House of Assembly: Tuesday, September 10, 2024

Contents

Social Media Regulation

Ms HOOD (Adelaide) (14:40): My question is to the Premier. Can the Premier update the house on the Malinauskas government's plan to ban social media for children, along with the reaction to this initiative?

The Hon. P.B. MALINAUSKAS (Croydon—Premier) (14:40): I want to thank the member for Adelaide for her question. It's a question I know that is on the mind of not just the member for Adelaide or indeed the entirety of the parliamentary team in the Labor Party but of parents around the country.

Today on the front page of every daily metropolitan we saw the announcement that the commonwealth, with bipartisan support at a federal level, is taking up the cause of putting an age limit in place for access to social media. There was one paper in the country that didn't have it on the front page because they had other news they had to cover, and that is quite understandable, but this is an example of South Australia leading the country.

That is something I hope that South Australians can take a degree of satisfaction in, because it was South Australia through this government that initiated the French review that examined how we could implement a ban on social media services themselves providing access to young people getting on their accounts. The reason why this matters so much is we definitively know, from a growing body of peer-reviewed research internationally, that social media platforms are doing children harm. They industrialise addiction, they profiteer very deliberately off that addiction, and it does children harm.

In every other circumstance for every other product and service that we can think of as a community that we know does children harm and there is evidence to demonstrate that, governments and parliaments step in and act. We were willing to do that here in South Australia. It led to the commissioning of former Chief Justice of the High Court Robert French providing the South Australian government with a report—276 pages worth. It is truly a report that best demonstrates what thoughtful engagement with stakeholders looks like and the practical application of the law can look like.

The fact that this report has now not just been accepted by this government but basically every other jurisdiction around the country, including now the commonwealth, demonstrates the value of Mr Robert French's work. I want to pay my gratitude, along with the state government's gratitude, to him for his commitment. He did this without any benefit in terms of remuneration, he did this as a service to the young people of our country, and we all owe him great thanks for it.

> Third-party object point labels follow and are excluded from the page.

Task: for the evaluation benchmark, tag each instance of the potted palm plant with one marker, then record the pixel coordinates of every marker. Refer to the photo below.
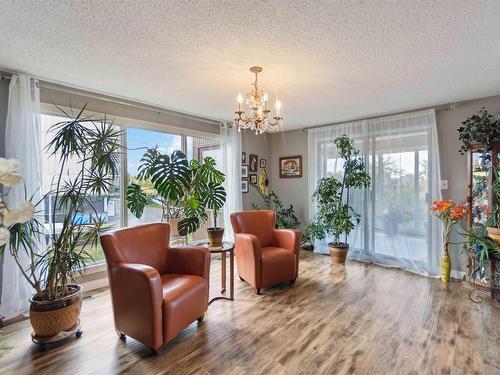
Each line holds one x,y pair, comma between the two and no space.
60,251
494,215
207,188
335,217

The prospect, as announced by the Prime Minister today, that this is legislation that will pass the federal parliament, ideally this year, speaks to the urgency that we want to see. It speaks to the fact that this matters to parents and children now. Every day that passes where these social media companies can operate completely unregulated with reckless abandon to the impact that it is having on children and parents needs to come to an end, and that is why the urgency is very much welcomed.

The other point I will make, as has been reflected in the Prime Minister's remarks and reflected in the report itself, is it is not just about a change in the law, it is not just about an imposition on social media services. It is also about working with families, working with parents. It is almost an impossible task for a parent to look at a young child and tell them they are not allowed to engage with their friends. Social media services have become part of the necessary infrastructure for children to be able to do that, and that represents a sad state of affairs where social media services act as critical infrastructure to engage with one another. We want to remove that from the equation. We want to give parents the ability to be able to say no, in the knowledge that they are supported by the law. The reform that we are delivering here in South Australia is nation-leading to the extent that it is now national policy, and that is something we should be very grateful for indeed.